Michael Kammer-Spohn: «Et pourtant je ressens un malaise. D’une part en raison de la composante technique où toute discussion professionnelle sonne comme un concours de tuning de voitures de course. D’autre part, il est lié au „sombre“ passé de „l’ancienne“ psychiatrie et à la manière dont ces méthodes continuent d’être représentées, par exemple dans des films.

Daniele Zullino: «De nos jours, une ECT se déroule différemment. Certes le patient est sous anesthésie générale et présente des convulsions, mais peu de temps après les patients se promènent à pied dans les salles de soins. Pour ma part, j’ai réalisé plus de 100 thérapies d’ECT. Au début je n’étais pas à l’aise non plus. Mais l’attitude de nombreux patients, qui apprécient beaucoup cette thérapie pour ses effets immédiats et son amélioration rapide, m’a impressionné. C’est une réalité : les patients souffrant de dépressions délirantes ou de catatonie en tirent un bénéfice et ont moins d’effets secondaires. Le mécanisme d’action s’explique par le BDNF (Brain-derived neurotrophic factor). Ce n’est souvent qu’après que les patients sont capables de profiter d’une psychothérapie. »

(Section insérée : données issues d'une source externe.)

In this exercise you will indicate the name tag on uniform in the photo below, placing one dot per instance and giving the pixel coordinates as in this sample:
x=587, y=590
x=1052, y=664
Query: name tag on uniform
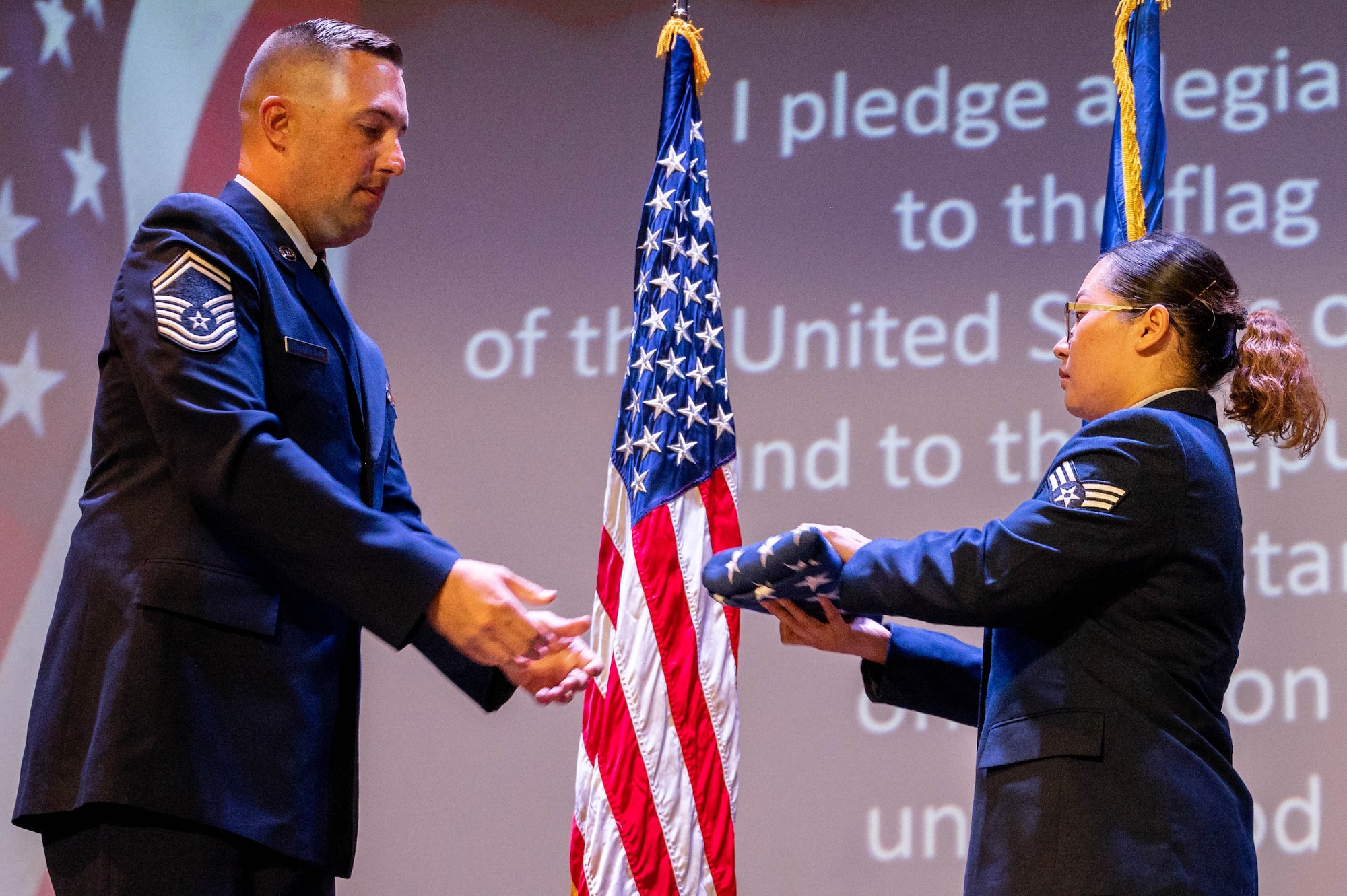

Michael Kammer-Spohn: «En raison de ses effets reconnus, nous avons voulu introduire l’ECT chez nous malgré l’opposition des spécialistes. Nous avons mis un terme à ce projet pour des raisons économiques. En effet, les settings hospitaliers sont moins bien indemnisés que les ambulatoires. L’anesthésie en particulier est très coûteuse. C’est un problème supplémentaire, car ce sont justement les patients hospitalisés, donc ceux qui sont gravement malades qui avaient besoin de ces méthodes de traitement. Je trouve également problématique un traitement lors d’une capacité de discernement réduite de patients très malade. Cela revient alors à une thérapie sous la contrainte. »

Daniele Zullino: «C’est délicat, mais aussi valable pour une pharmacothérapie ou une hospitalisation. Je trouve contradictoire de ne pas recourir à ces méthodes modernes en raison de scepticisme ou de différences d’indemnisation, alors que leur efficacité est empiriquement étayée. »

Michael Kammer-Spohn: «Pour une mise en œuvre conforme aux lignes directrices, des ressources financières et humaines sont également nécessaires. Nous devons pour ce domaine former des médecins et fixer des critères de qualité. Se pose également la question de l’évolution de ces thérapies. »

Daniele Zullino: «Quoi qu’il en soit, nous devons sans réserves expliquer les différentes thérapies aux patients. Un psychiatre n’appliquera pas forcément lui-même les méthodes interventionnelles. Mais il devrait les connaître et pouvoir conseiller ses patients en fonction de l’indication. Je suis aujourd’hui déjà convaincu que ce débat de méthode va se normaliser, à l’instar de ce qui s’est passé en gynécologie pour les débats autour des interruptions de grossesse. »

Le Professeur Daniele Zullino est médecin spécialiste en psychiatrie et psychothérapie. Il est spécialisé en addictions et il dirige depuis 2005 le Service d’addictologie des Hôpitaux Universitaires de Genève.

Michael Kammer-Spohn est médecin spécialiste en psychiatrie et psychothérapie et a obtenu un Master en philosophie. Il est médecin-chef de la Psychiatrie générale de la clinique St. Pirminsberg des St.Gallischen Psychiatrie-Dienste Süd.